Most people have grown up using cotton swabs, also known as Q-Tips, to clean earwax out of their ears. But according to Seth Schwartz, M.D., an author of Clinical Practice Guidelines on cerumen impaction for the American Academy of Otolaryngology-Head and Neck Surgery (AAO-HNS), using cotton swabs to clean out earwax can result in impaction.
6. Does Earwax Have a Purpose?
Made by the body to keep ears clean and free from bacteria, earwax is part of the body’s defense system. Earwax doesn’t come from deep inside the ear, though it might seem like it does. The glands in the outer half of the ear canal secrete wax, keeping debris and foreign microbes out. Typically, our jaw movements, like chewing and swallowing, move old earwax outwards toward the opening of the canal. Once the wax reaches the outer areas of the ear, it dries out and flakes away.
Although it might look icky, earwax — also known as cerumen— isn’t harmful. Earwax lubricates the ear and keeps it healthy. But as with many things, however, too much of a good thing can have bad consequences, like earwax impaction.
5. What Is Earwax Impaction?
Anyone can find themselves with what they might consider to be too much earwax. However, earwax production increases with age. A third of older adults have more than an ideal amount of earwax, and about two-thirds of people in nursing homes have an excessive amount of wax in their ears.

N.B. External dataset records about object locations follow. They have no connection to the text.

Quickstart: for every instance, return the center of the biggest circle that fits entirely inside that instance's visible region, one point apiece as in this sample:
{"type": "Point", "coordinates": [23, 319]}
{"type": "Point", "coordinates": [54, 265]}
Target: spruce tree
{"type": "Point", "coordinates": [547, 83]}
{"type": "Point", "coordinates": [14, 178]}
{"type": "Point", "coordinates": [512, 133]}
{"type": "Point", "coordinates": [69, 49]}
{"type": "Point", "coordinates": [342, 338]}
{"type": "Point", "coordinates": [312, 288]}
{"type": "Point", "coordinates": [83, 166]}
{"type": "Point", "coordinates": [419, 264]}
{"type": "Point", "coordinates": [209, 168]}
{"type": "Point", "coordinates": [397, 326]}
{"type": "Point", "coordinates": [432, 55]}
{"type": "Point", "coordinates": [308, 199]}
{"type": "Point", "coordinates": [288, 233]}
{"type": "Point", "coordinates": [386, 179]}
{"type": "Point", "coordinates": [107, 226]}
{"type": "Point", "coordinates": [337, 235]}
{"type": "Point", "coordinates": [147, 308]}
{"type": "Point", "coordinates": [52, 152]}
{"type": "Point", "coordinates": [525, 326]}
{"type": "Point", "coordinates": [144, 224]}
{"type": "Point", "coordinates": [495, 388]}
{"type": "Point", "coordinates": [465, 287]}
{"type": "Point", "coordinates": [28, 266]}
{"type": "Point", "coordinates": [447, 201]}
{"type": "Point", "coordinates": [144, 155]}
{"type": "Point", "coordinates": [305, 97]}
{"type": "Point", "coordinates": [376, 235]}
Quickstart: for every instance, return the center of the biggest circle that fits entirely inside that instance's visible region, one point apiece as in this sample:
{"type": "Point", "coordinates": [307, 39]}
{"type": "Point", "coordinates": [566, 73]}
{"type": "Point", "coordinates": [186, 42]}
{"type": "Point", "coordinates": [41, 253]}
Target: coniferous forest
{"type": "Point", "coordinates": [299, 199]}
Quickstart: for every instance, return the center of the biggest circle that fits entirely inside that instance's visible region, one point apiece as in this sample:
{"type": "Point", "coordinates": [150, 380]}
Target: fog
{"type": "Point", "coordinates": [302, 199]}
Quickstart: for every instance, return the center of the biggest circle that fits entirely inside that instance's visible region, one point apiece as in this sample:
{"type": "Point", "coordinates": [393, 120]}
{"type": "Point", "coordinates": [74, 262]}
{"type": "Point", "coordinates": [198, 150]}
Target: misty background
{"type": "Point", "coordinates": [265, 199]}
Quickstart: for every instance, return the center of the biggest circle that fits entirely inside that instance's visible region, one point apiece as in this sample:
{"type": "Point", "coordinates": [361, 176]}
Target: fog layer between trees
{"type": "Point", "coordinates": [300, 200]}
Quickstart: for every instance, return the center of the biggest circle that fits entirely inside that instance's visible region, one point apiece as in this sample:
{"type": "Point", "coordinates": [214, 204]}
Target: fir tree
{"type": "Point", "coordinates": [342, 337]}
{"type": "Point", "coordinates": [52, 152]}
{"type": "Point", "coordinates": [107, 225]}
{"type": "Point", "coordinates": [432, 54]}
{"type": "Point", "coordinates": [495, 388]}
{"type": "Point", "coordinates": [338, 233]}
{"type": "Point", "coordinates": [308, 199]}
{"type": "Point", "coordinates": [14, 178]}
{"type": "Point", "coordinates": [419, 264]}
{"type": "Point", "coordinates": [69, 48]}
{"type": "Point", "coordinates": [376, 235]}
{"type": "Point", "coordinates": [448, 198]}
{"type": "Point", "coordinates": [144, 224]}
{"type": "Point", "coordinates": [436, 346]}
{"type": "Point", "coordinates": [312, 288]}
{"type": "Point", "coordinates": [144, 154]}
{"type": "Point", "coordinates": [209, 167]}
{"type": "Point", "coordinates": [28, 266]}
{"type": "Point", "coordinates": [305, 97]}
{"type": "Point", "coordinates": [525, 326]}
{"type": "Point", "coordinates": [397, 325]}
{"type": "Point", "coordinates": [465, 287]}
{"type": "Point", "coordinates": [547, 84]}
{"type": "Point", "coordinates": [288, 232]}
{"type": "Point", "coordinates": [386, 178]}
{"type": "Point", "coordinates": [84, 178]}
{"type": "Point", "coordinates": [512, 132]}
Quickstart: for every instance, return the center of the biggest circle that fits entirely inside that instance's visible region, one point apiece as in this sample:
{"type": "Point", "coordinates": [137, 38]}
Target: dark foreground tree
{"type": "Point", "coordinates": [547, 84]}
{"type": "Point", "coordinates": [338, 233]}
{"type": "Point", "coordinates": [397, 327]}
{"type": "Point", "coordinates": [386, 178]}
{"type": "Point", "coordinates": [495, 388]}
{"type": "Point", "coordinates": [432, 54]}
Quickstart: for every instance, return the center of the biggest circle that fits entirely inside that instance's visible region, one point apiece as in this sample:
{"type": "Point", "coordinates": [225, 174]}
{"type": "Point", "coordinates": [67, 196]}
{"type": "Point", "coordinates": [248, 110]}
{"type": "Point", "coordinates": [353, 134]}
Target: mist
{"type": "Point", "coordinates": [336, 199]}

Along with age, genetic makeup is another factor when it comes to earwax. Studies show that the kind of earwax a person has, wet versus dry, depends on genetics. In particular, smelly wet earwax is primarily due to a person’s genes.
Most of the time, bathing and cleaning the outer ear is sufficient enough to get rid of excess ear wax. But whether a person is young or old, or has wet or dry earwax, earwax impaction (blockage) can still occur.
If earwax accumulates and is pushed back into the ear — usually by cotton swabs — then earwax impaction can develop. The affected ear can feel painful and full, and hearing may become impaired. Left untreated, an infection can start. Because the eardrum and ear canal area is fragile, it’s recommended that a physician remove and treat earwax impaction.
4. How to Clean Your Ears Without Impacting Your Earwax
Though globs of earwax can be unsightly and removing earwax feels satisfying, it’s essential that you clean your ears very carefully. Digging around blindly with a bobby pin, chopstick, or a good old cotton swab may be quick and convenient, but it’s also dangerous.
As stated earlier, earwax protects the ears from foreign particles and microorganisms. By removing ear wax from the ear canal, it predisposes the ear to infection. Ear canals weren’t made to have objects inserted into them, and the delicate area can easily be injured. Small abrasions from scraping in the ear canal can quickly turn into an infection.
What’s more, earwax might get pushed deeper into the ear, rather than removed. Repeated over time, layers of earwax may accumulate, making it impossible for the body to naturally push the wax out of the canal. A Q-tip’s dome-shaped end makes it particularly good at pushing earwax backward and causing an impaction.
Globs of earwax might look unsightly, but think twice before digging around with a cotton swab. Scraping or swabbing earwax might appear as if it’s removing dirt and unnecessary wax, but all it’s doing is pushing the wax deeper and, perhaps, causing injury to the area. It might be hard to fathom, but the way you “clean” your ear canal may be doing more harm than good. Rather than rely on Q-tips, it’s best to clean your ears safely by doing the following:
3. Take a Hot Shower
The heat and steam from a hot shower help to soften earwax, making it liquify and flow through the ear canal. You can wipe away the earwax with a dry washcloth, making sure to only clean the parts of your ear that are easy to reach. If you need to insert a foreign object to reach the earwax, then it’s too deep to reach.
2. Use Eardrops
If your ears feel a little full, you may use over-the-counter eardrops from the drug store. These eardrops break up and soften earwax, allowing the body to eliminate the earwax naturally.
1. When to See a Doctor
If you think you’ve pushed earwax way back into your ear canal and a hot shower or ear drops don’t help, you may want to have a physician assess your ear. If necessary, they may prescribe stronger eardrops, ear irrigation, or they may remove the wax in their office.
The best way to prevent earwax impaction is to let nature deal with your earwax. Avoid using Q-tips inside the ear canal, but feel free to gently clean the outer portion of your ears. Just remember to leave the ear canal cleaning to nature and — if necessary — a physician. Because when it comes to something as delicate and vital as your hearing, it’s best to leave the wax removal to the professionals!